Может быть, ему я смогла бы рассказать всю правду. Рассказать про Винсента и про то, чем я занималась в Ферраре последние месяцы перед маминой смертью.

Кроме Франко, я не рассказывала об этом никому.


Антония


Микела приехала на велосипеде и попросила оставить его во дворе гостиницы.

— В ресторан пойдем пешком, — сказала она, кивнув на мой живот.

Мы пошли по дороге, по которой я возвращалась от площади Ариостеа в тот вечер, когда мы с Луиджи были в Чертозе.

— Знаешь, я была на кладбище у бабушки с дедушкой. — Я вспомнила, что именно Микела посоветовала мне туда сходить.

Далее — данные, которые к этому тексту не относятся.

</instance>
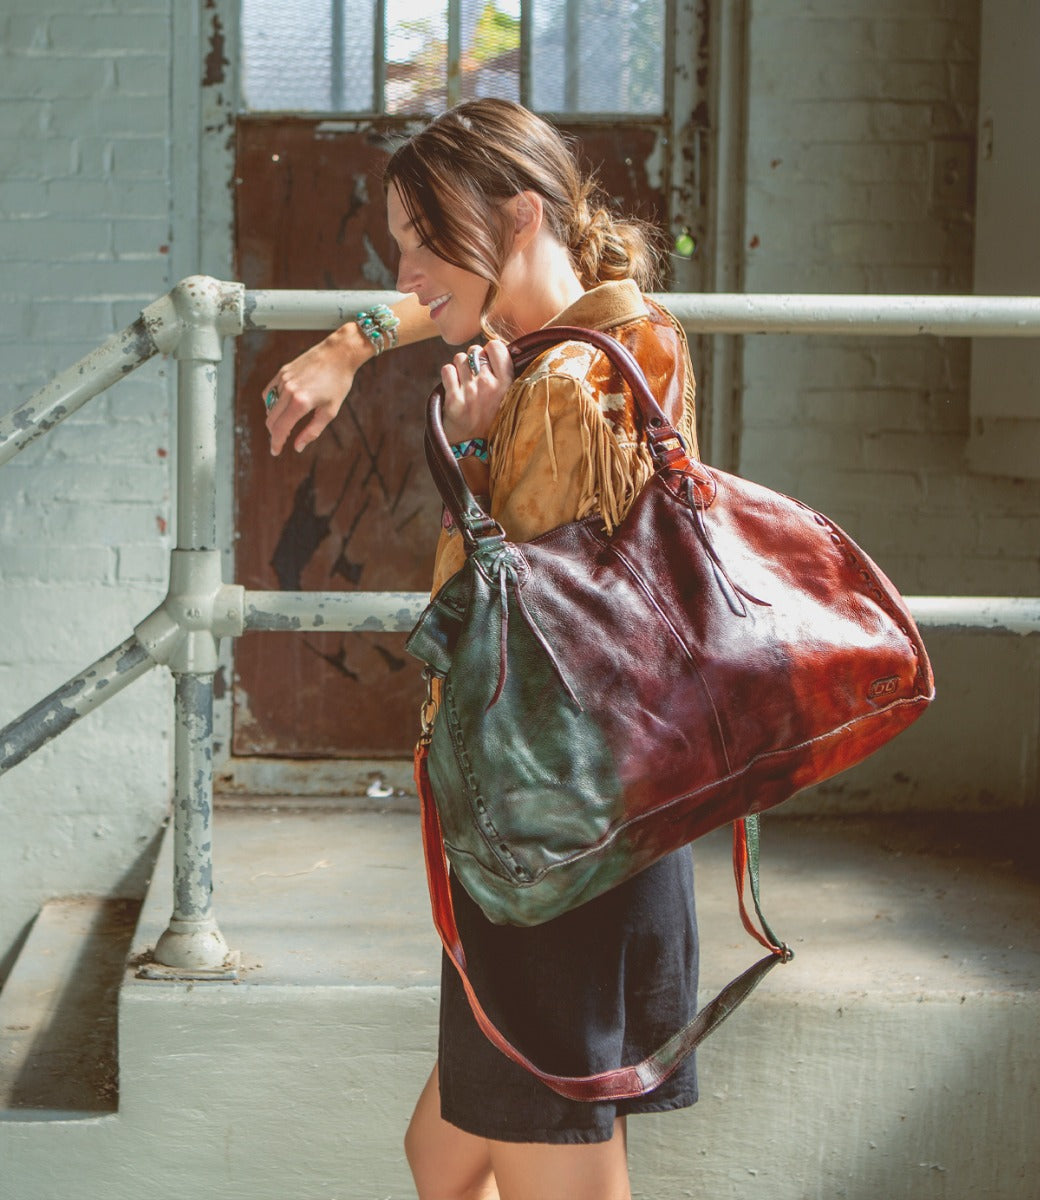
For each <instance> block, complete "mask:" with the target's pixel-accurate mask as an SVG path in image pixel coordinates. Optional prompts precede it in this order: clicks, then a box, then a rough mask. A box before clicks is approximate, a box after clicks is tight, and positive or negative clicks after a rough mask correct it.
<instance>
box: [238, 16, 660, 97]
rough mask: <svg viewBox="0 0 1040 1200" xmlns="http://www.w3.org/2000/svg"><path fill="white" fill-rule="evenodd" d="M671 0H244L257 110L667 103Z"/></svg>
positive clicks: (253, 81) (242, 85)
mask: <svg viewBox="0 0 1040 1200" xmlns="http://www.w3.org/2000/svg"><path fill="white" fill-rule="evenodd" d="M665 19H666V0H441V2H440V4H439V5H438V4H437V2H435V0H434V2H431V0H242V94H244V95H242V98H244V107H245V108H246V109H247V110H252V112H295V113H341V114H368V113H380V114H381V113H386V114H391V115H399V116H408V115H428V114H434V113H438V112H441V110H443V109H444V108H446V107H449V106H450V104H453V103H456V102H457V101H459V100H469V98H473V97H476V96H501V97H506V98H512V100H519V101H522V102H523V103H525V104H528V106H529V107H531V108H534V109H537V110H539V112H543V113H565V114H594V113H595V114H605V113H606V114H611V113H615V114H632V115H660V114H662V113H663V112H665V44H666V41H667V38H666V36H665Z"/></svg>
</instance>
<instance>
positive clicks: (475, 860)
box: [408, 326, 934, 1099]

Сегодня на ней светлый плащ, лиловые вельветовые джинсы и сапоги на высокой платформе. Очевидно, от нее не ускользнул мой взгляд, потому что, игнорируя фразу про кладбище, она поясняет: «Без каблуков я коротышка. Кстати, о внешности, знаю, что ты познакомилась с Изабеллой».

— Да, красавица, — отзываюсь я.

— Говорила тебе про Майо, правда? Хочет показать, что все знает, все понимает.

Предпочитаю промолчать.

— Она классная.

— Хулиганка она, — раздраженно отвечает Микела.

На площади Ариостеа Микела останавливается: «Если пойдем прямо по этой дороге, через пять минут будем на месте. Или поднимемся на крепостную стену в обход, это минут двадцать, через ворота Ангелов. Раньше через них входили в город знатные люди — герцоги, послы… Ты как, сможешь?

— Конечно, мне нравится ходить пешком.

— Тебе полезно. Я тоже много ходила пешком, когда была беременной. Ты пьешь?

— Что? — не поняла я.

— Я имела в виду, достаточно ли пьешь воды. Знаешь, что у беременных объем крови увеличивается почти в два раза? Хочешь, открою секрет, как понять, что воды в организме достаточно: если моча прозрачная, значит, все в порядке. Если же нет, надо пить больше.

— Спасибо, я понаблюдаю.

С Альмой мы почти не обсуждаем мою беременность. Может, потому, что ей было двадцать лет, когда она родила меня, и она уже ничего не помнит.

Мы идем по широкому проспекту, вдоль которого тянется парк, и вскоре оказываемся перед Алмазным дворцом. Это здание — как магнит, всегда возникает на пути. Мы же поворачиваем направо на проспект Эрколе I д’Эсте, это та самая улица, которую Луиджи считает самой красивой в Европе. Действительно, она великолепна.

— Как правильно, городская стена или стены? — спрашиваю у Микелы.

— Мы говорим, пойдем на Стену. Когда я была молодой, мы здесь уединялись, а сейчас, видишь, тут бегают.

— Ты с Майо тоже… уединялась?

— Еще как! — отвечает весело.

В конце проспекта Эрколе I д’Эсте — большая зеленая поляна, которая тянется до земляных валов, обсаженных высокими платанами, липами и вязами. Время обеда, и многие действительно бегают по дорожкам или выгуливают собак. Хорошее место, как раз для прогулок, с одной стороны тянется открытое поле, с другой — городской парк.

— Пообедаем в моей любимой хибаре в бывших садах семейства д’Эсте. Этим садам пятьсот лет, — говорит Микела и неожиданно спрашивает: — А ты переболела токсоплазмозом? Ветчина тебе не противопоказана?

— У мамы живет кот, думаю, переболела.

Я не решаюсь сразу задать вопрос про Майо и Альму и расспрашиваю Микелу о ее семье.

— А сколько лет другим твоим детям?

— Марко — восемнадцать, Элеоноре — двенадцать. Разница между всеми детьми — шесть лет.

— Ты назвала сына как Майо? — не могу удержаться я.

Микела пожимает плечами:

— Его отец никогда не думал об этом, надеюсь, ты не станешь обращать его внимание.

Она сказала это так, будто мы сто лет знакомы. Будто мы подростки, задумавшие какую–то шалость.